Testament politique de Chevalier de Lorimier
« Je meurs sans remords. Je ne désirais que le bien de mon pays dans l’insurrection et l’indépendance, mes vues et mes actions étaient sincères et n’ont été entachées d’aucun des crimes qui déshonorent l’humanité et qui ne sont que trop communs dans l’effervescence de passions déchaînées.
« Malgré tant d’infortune, mon cœur entretient encore son courage et des espérances pour l’avenir, mes amis et mes enfants verront de meilleurs jours, ils seront libres, un pressentiment certain, ma conscience tranquille me l’assurent.

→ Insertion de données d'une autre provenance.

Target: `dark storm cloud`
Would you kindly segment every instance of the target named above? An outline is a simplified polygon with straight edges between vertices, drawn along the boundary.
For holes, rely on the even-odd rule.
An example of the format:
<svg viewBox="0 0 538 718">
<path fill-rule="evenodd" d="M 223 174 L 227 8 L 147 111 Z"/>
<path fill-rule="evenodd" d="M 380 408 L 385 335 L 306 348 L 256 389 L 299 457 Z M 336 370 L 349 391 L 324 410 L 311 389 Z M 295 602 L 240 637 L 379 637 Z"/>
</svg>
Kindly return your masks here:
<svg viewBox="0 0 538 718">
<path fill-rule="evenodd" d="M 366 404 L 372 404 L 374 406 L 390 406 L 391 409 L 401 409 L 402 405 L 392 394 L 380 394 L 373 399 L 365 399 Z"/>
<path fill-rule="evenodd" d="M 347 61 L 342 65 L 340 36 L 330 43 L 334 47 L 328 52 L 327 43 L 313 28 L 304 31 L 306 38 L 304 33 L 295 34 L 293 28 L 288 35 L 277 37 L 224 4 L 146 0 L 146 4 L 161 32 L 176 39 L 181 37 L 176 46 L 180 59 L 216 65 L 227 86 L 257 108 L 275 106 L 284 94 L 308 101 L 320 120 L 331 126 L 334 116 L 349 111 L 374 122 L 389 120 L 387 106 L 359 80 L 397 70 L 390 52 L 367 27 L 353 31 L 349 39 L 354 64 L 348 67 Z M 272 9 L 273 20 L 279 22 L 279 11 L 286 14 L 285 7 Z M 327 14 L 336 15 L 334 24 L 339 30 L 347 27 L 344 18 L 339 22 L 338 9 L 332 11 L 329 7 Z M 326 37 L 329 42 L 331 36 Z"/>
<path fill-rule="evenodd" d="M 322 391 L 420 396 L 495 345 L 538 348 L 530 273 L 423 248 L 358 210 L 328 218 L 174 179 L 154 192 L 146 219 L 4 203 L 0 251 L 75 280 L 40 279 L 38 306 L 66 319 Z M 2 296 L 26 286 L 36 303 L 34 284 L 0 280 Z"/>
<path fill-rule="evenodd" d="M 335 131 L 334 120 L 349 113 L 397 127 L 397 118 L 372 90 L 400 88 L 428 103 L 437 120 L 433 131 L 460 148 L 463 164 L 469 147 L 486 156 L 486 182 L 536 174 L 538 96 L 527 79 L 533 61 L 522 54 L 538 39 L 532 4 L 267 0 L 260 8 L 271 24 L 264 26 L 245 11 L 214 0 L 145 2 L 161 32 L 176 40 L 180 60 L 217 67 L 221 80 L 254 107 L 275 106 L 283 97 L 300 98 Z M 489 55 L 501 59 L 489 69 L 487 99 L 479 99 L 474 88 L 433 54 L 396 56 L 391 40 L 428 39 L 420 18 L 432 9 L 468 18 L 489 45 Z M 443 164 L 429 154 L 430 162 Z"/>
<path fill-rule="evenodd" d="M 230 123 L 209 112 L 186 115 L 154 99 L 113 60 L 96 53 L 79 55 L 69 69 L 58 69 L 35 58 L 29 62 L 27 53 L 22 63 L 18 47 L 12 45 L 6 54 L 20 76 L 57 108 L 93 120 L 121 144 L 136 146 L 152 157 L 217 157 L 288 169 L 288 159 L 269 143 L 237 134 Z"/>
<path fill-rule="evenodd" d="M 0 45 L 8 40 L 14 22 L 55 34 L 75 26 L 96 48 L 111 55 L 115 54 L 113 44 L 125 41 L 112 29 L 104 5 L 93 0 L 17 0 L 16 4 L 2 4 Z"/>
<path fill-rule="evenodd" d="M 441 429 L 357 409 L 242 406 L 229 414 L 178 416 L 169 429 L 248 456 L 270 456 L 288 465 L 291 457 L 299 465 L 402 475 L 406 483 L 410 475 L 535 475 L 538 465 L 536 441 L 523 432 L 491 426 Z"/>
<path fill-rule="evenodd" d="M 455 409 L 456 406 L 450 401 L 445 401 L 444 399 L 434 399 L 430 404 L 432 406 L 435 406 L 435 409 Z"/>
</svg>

« Voilà ce qui me remplit de joie lorsque tout est désolation et douleur autour de moi. Les plaies de mon pays se cicatriseront après les malheurs de l’anarchie et d’une révolution sanglante. Le paisible Canadien verra renaître le bonheur et la liberté sur le Saint-Laurent; tout concourt à ce but, les exécutions même, le sang et les larmes versés sur l’autel de la liberté arrosent aujourd’hui les racines de l’arbre qui fera flotter le drapeau marqué des deux étoiles des Canadiens.
......
Chevalier de Lorimier
14 février 1839, à 11 heures du soir
Extrait du livre « Les patriotes 1830-1839 »
Les Éditions Libération, 1971.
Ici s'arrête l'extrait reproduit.